The History Behind the Formula
The cubic formula has one of the most dramatic origin stories in mathematics. Italian mathematician Scipione del Ferro first discovered a solution for depressed cubics sometime around 1515, but kept it secret. On his deathbed, he passed the method to his student Antonio Fior.
In 1534, Niccolò Tartaglia independently discovered his own solution. Fior challenged Tartaglia to a public problem-solving contest, and Tartaglia won decisively. Gerolamo Cardano, a prominent mathematician and physician, persuaded Tartaglia to share the method under an oath of secrecy. Cardano then extended the work significantly, generalizing it to all cubic equations. When he learned that del Ferro had discovered the solution first, Cardano felt justified in publishing the full method in his 1545 book “Ars Magna.” Tartaglia was furious, and the resulting feud, carried on partly through Cardano’s student Ludovico Ferrari, became one of the most famous disputes in the history of mathematics.

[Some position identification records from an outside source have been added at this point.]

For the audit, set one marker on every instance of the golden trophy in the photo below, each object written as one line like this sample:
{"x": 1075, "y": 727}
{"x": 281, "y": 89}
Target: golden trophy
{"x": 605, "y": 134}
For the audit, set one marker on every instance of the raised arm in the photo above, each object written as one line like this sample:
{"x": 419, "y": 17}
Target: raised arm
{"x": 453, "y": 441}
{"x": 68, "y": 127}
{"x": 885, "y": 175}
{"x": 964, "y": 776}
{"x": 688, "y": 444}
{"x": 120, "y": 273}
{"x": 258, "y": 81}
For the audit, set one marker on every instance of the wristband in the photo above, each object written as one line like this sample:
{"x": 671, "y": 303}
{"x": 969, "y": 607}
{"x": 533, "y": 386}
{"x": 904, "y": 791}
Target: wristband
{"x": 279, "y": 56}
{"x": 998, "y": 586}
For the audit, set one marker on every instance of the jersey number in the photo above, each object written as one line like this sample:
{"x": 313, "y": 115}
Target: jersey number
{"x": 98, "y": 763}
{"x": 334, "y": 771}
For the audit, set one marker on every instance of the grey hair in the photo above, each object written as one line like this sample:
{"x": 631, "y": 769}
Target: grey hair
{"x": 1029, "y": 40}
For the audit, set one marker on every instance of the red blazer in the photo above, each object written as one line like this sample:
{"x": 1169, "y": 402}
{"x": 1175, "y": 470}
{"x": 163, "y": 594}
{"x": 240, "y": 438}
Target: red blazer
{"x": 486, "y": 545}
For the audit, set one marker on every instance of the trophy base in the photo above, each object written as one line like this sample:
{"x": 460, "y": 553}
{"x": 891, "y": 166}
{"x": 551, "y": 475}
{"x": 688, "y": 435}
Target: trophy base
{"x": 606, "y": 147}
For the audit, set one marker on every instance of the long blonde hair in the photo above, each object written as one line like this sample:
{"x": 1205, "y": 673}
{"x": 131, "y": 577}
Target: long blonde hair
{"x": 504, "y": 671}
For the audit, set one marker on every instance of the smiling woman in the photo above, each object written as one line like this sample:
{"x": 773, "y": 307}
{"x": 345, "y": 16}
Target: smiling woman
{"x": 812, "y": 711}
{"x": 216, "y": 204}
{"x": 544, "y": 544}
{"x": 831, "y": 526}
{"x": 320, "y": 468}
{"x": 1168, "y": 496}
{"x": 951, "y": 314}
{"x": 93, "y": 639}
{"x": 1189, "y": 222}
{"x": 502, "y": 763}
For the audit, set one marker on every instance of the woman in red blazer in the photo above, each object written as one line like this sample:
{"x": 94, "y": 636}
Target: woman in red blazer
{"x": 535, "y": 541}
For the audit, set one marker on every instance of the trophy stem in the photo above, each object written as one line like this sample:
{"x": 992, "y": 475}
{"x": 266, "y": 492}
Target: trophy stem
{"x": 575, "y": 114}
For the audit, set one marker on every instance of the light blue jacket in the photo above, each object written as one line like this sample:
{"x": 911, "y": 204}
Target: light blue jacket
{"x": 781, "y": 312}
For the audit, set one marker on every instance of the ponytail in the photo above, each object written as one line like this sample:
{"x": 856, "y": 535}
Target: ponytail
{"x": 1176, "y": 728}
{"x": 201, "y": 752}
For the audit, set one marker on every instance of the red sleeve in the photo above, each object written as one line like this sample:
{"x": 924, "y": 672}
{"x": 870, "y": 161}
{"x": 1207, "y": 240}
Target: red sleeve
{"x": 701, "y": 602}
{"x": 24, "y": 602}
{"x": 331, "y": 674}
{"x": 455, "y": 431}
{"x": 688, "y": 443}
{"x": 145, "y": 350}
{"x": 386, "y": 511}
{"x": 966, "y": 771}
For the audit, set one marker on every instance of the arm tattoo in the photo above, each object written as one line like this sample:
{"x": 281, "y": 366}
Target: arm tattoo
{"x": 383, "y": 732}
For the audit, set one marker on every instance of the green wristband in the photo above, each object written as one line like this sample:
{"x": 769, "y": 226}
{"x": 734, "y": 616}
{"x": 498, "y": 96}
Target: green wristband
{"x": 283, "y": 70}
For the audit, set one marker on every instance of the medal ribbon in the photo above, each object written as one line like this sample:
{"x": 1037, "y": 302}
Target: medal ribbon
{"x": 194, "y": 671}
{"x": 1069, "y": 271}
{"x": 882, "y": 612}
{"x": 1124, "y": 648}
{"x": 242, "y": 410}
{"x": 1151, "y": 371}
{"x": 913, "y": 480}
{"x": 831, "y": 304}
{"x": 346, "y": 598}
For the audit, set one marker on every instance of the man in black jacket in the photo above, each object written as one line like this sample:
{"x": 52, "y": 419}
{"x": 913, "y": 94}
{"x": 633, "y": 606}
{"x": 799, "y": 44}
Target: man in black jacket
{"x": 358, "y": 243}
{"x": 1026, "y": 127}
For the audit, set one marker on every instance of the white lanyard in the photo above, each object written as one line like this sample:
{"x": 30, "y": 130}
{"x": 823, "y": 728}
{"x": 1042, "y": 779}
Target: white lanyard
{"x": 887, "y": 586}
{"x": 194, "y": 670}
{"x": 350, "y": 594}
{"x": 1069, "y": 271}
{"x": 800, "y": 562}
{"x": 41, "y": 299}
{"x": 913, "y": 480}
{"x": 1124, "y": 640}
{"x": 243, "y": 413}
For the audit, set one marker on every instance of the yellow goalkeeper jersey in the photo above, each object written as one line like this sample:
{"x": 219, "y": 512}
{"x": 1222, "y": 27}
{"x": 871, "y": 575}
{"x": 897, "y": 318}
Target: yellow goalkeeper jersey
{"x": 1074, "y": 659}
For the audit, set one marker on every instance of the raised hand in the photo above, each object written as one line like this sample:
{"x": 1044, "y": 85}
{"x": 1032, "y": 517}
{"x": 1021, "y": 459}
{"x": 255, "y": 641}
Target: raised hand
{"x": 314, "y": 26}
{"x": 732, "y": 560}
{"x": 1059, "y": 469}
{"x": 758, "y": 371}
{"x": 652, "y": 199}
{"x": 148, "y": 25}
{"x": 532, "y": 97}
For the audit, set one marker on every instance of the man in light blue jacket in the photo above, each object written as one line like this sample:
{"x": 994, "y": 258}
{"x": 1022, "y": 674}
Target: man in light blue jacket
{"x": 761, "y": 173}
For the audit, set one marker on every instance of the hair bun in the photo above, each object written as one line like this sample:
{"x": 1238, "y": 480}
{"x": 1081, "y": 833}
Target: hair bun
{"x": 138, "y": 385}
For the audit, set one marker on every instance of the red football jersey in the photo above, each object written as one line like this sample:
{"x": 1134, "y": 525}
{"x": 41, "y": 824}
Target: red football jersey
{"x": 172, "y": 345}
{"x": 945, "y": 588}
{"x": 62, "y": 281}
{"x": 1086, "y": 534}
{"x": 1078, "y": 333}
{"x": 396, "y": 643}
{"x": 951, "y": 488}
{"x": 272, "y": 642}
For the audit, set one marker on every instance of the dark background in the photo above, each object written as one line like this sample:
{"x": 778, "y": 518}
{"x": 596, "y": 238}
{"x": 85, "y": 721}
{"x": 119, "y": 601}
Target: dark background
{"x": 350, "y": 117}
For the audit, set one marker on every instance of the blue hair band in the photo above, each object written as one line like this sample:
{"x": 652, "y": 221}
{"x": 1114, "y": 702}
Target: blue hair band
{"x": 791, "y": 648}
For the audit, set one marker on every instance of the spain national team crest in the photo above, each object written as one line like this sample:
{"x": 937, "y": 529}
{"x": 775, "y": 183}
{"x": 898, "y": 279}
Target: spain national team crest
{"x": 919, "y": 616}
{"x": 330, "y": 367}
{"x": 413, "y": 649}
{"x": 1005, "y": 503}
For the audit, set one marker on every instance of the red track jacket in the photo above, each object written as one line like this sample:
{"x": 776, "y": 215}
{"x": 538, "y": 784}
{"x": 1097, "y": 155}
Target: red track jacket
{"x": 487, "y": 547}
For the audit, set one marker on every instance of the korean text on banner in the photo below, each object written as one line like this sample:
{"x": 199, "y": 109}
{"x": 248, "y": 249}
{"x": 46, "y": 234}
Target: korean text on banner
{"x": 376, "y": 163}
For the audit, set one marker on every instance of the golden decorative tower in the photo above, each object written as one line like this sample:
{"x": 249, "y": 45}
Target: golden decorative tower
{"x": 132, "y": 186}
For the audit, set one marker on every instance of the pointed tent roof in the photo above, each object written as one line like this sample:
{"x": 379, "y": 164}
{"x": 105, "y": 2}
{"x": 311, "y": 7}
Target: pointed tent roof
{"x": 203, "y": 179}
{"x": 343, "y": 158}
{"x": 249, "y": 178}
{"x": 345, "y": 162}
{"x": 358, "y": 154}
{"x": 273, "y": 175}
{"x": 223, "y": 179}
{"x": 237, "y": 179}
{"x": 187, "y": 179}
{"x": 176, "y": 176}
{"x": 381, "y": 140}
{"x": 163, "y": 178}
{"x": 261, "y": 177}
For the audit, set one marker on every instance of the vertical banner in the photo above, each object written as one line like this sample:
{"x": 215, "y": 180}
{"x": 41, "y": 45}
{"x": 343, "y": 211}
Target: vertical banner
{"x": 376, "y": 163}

Despite the controversy, the formula is most commonly called Cardano’s formula today, since Cardano was the one who published and generalized it.
Why It’s Rarely Used in Practice
Unlike the quadratic formula, which is a standard everyday tool, the cubic formula sees surprisingly little practical use. The expression is long, the intermediate calculations involve cube roots and complex numbers even for simple-looking equations, and rounding errors accumulate quickly when computing with it numerically.
For most real-world applications in engineering and science, numerical methods like Newton’s method are preferred. These iterative approaches start with an approximate answer and refine it to any desired precision, sidestepping the messy algebra entirely. They’re faster, more stable with floating-point arithmetic, and easier to implement in software. Some researchers have noted that Cardano’s method introduces rounding errors that make purely numerical approaches more reliable in computational settings.
The cubic formula’s real value is theoretical. It proves that every cubic equation can be solved in closed form using only arithmetic operations and radicals. This is a powerful statement about the nature of cubic polynomials, and it set the stage for solving quartic (degree 4) equations and, eventually, for proving that no general formula exists for degree 5 and above.